Le ultime statistiche parlavano di un milione di bambini lasciati fuori dai giardini d’infanzia. Quanto influisce questo sulla vita delle donne?
Il numero di scuole materne aumenta nelle zone in cui ci sono più mamme che lavorano. Se la disoccupazione è alta, invece, c’è una minore richiesta di educatori, perché le mamme possono occuparsene a tempo pieno. Ma è un circolo vizioso: se il tasso di occupazione è più basso, è più facile che una donna, quando diventa madre, resti a casa. Così facendo, le politiche sociali finirebbero per accentuare le disuguaglianze, invece che abbatterle.
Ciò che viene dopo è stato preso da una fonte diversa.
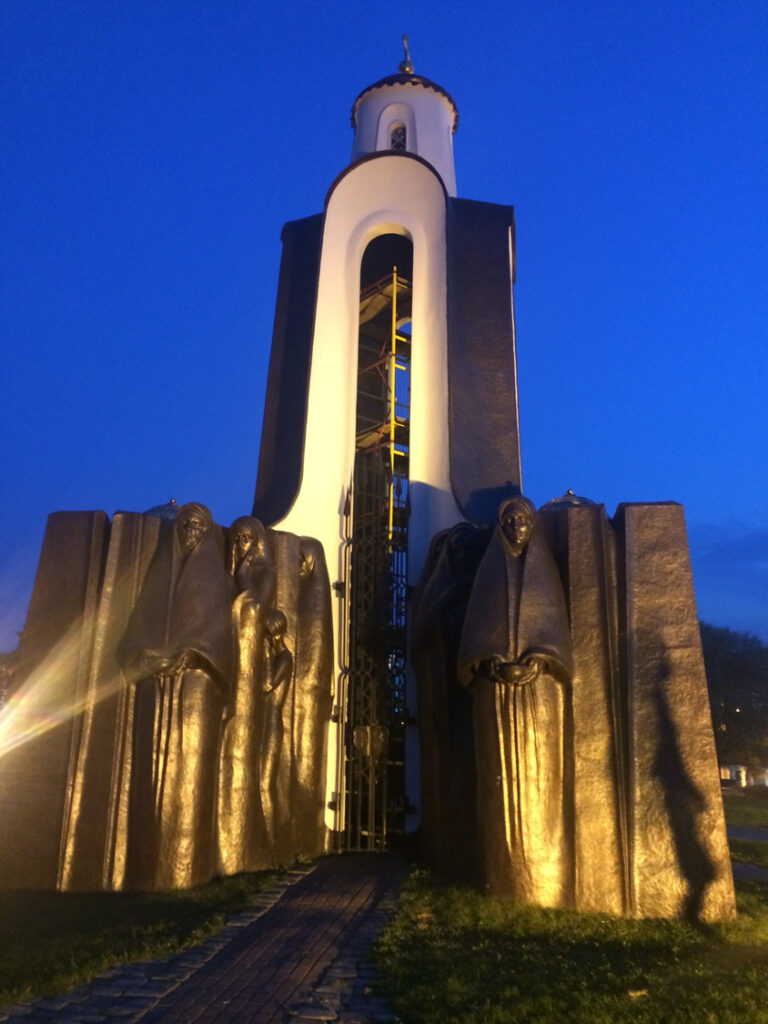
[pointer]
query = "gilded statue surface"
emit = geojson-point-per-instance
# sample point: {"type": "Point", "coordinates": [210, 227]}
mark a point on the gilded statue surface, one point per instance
{"type": "Point", "coordinates": [244, 843]}
{"type": "Point", "coordinates": [177, 653]}
{"type": "Point", "coordinates": [515, 655]}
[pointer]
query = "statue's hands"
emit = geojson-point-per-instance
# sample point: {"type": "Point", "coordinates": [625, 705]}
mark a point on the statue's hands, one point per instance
{"type": "Point", "coordinates": [515, 673]}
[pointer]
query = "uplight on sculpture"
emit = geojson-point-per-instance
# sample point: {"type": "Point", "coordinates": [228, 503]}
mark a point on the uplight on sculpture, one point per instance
{"type": "Point", "coordinates": [395, 649]}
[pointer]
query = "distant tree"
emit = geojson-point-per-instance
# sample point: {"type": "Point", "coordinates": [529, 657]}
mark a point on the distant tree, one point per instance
{"type": "Point", "coordinates": [737, 678]}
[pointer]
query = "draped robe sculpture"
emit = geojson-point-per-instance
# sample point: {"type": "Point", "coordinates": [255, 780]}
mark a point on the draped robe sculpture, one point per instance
{"type": "Point", "coordinates": [177, 653]}
{"type": "Point", "coordinates": [515, 655]}
{"type": "Point", "coordinates": [244, 835]}
{"type": "Point", "coordinates": [448, 773]}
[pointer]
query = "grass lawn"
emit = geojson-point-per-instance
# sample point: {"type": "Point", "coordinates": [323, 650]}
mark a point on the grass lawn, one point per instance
{"type": "Point", "coordinates": [455, 956]}
{"type": "Point", "coordinates": [51, 941]}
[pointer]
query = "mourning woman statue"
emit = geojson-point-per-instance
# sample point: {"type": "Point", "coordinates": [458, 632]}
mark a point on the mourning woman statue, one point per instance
{"type": "Point", "coordinates": [177, 650]}
{"type": "Point", "coordinates": [276, 682]}
{"type": "Point", "coordinates": [444, 706]}
{"type": "Point", "coordinates": [515, 656]}
{"type": "Point", "coordinates": [243, 838]}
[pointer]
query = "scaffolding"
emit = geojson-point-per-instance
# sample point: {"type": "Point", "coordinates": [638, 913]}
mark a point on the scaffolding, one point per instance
{"type": "Point", "coordinates": [377, 572]}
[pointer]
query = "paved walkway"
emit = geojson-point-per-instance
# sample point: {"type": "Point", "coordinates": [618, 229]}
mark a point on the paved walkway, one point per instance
{"type": "Point", "coordinates": [297, 955]}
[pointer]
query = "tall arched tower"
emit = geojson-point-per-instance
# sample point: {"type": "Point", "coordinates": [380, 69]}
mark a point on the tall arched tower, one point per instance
{"type": "Point", "coordinates": [391, 410]}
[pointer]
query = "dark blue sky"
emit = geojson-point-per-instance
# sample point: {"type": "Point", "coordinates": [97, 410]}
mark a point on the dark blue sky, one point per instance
{"type": "Point", "coordinates": [153, 150]}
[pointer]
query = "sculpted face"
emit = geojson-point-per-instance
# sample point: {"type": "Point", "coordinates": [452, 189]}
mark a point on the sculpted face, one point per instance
{"type": "Point", "coordinates": [243, 541]}
{"type": "Point", "coordinates": [248, 542]}
{"type": "Point", "coordinates": [192, 528]}
{"type": "Point", "coordinates": [517, 524]}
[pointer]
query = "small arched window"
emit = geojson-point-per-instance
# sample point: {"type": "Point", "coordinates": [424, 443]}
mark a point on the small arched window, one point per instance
{"type": "Point", "coordinates": [397, 137]}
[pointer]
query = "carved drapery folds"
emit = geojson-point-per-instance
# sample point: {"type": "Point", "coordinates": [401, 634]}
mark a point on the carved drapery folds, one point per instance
{"type": "Point", "coordinates": [594, 763]}
{"type": "Point", "coordinates": [201, 693]}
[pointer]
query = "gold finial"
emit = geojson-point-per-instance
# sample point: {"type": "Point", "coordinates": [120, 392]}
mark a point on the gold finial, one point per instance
{"type": "Point", "coordinates": [407, 65]}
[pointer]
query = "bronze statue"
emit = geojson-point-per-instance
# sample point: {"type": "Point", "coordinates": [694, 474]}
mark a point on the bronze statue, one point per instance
{"type": "Point", "coordinates": [177, 651]}
{"type": "Point", "coordinates": [448, 773]}
{"type": "Point", "coordinates": [244, 843]}
{"type": "Point", "coordinates": [515, 654]}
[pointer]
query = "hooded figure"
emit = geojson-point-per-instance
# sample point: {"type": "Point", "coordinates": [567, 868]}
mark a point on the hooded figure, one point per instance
{"type": "Point", "coordinates": [515, 654]}
{"type": "Point", "coordinates": [244, 842]}
{"type": "Point", "coordinates": [177, 650]}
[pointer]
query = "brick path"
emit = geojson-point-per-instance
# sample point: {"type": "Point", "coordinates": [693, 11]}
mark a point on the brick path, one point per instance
{"type": "Point", "coordinates": [298, 954]}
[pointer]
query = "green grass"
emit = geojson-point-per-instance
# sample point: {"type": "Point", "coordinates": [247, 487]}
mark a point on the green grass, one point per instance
{"type": "Point", "coordinates": [747, 807]}
{"type": "Point", "coordinates": [750, 851]}
{"type": "Point", "coordinates": [51, 941]}
{"type": "Point", "coordinates": [455, 956]}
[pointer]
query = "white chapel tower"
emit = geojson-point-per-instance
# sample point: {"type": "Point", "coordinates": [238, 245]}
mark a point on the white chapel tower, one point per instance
{"type": "Point", "coordinates": [391, 409]}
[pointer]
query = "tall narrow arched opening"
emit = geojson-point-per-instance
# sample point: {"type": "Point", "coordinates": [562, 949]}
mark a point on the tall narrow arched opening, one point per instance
{"type": "Point", "coordinates": [377, 563]}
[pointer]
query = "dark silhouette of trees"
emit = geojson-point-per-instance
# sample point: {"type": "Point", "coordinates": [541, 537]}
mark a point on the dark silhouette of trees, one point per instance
{"type": "Point", "coordinates": [737, 678]}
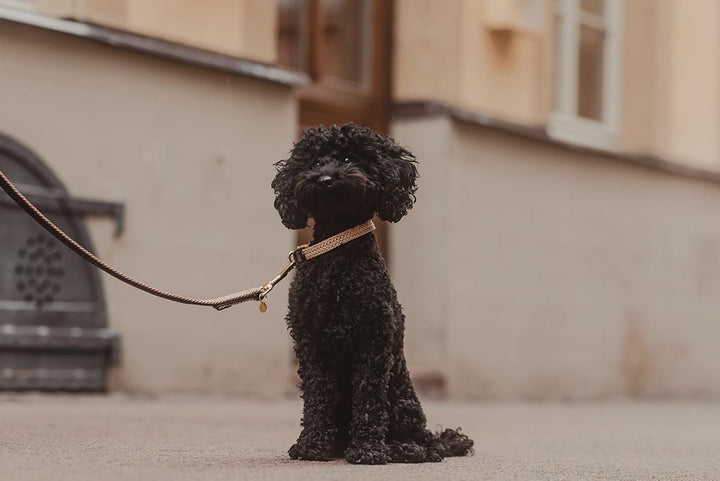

Il punto è questo: se una mamma può accudire personalmente suo figlio perché non lavora, non vuol dire che non abbia bisogno di un asilo, o di un doposcuola. È importante che questi servizi ci siano, sia per le mamme, che per i bambini. Sono indispensabili per superare il divario educativo e occupazionale.

Quali sono i fattori che pesano sulla scelta di una donna di lasciare il lavoro per occuparsi della famiglia?
Quando nasce un bambino, sulle scelte della famiglia tornano a imporsi i fattori culturali. Nonostante oggi molti padri giovani siano presenti, quando si deve decidere chi debba fare carriera e chi debba stare a casa, sono le donne che scelgono di ridurre l’orario di lavoro volontariamente. Magari una quota di queste è stata anche incentivata a uscire dal mondo del lavoro, tra mobbing e messaggi trasversali: anche se oggi non ci sono più le dimissioni in bianco, se una donna non trova il proprio posto al rientro dalla maternità, se ne va.

Cosa ne pensa dei provvedimenti proposti dal governo per dare sostegno alle famiglie con figli, come il family act, il bonus bebè e i congedi parentali?
Trovo che oggi, ma era vero anche nell’orribile governo precedente, il tema stia un pochino entrando nel discorso politico. Non c’è partito che dica “no, non bisogna farlo”. Il conflitto è su chi se lo voglia intestare, e speriamo che facciano davvero qualcosa. Mi sembra che l’unico interesse attualmente sia non toccare l’Iva e quota cento. Ma finalmente qualcosa si sta muovendo, il contesto è più trasversale. Tuttavia mi sarebbe piaciuto che qualcuno avesse detto: “aumentiamo il numero degli asili”. Mi sono sembrate proposte un po’ superficiali. Se i politici prima si informassero, guardassero i dati e capissero dove sta il problema, sarebbe meglio. È inutile offrire l’asilo gratis a una mamma palermitana, se l’asilo non c’è.

Quali provvedimenti servirebbero ora?
Ho visto che c’è una proposta che riguarda un “fondo famiglia”. La dote statale per usufruire dei servizi va benissimo, ma di quali servizi stiamo parlando? Lo stato deve provvedere all’offerta, preoccupandosi soprattutto della qualità educativa. Il problema non riguarda solo le mamme, ma anche i bambini, soprattutto quelli più disagiati. Fornire accesso a servizi validi, non necessariamente pubblici, ma per lo meno certificati e che diano vita a un mercato buono, dovrebbe essere al primo posto. Non basta dire: ti do i soldi e ti arrangi.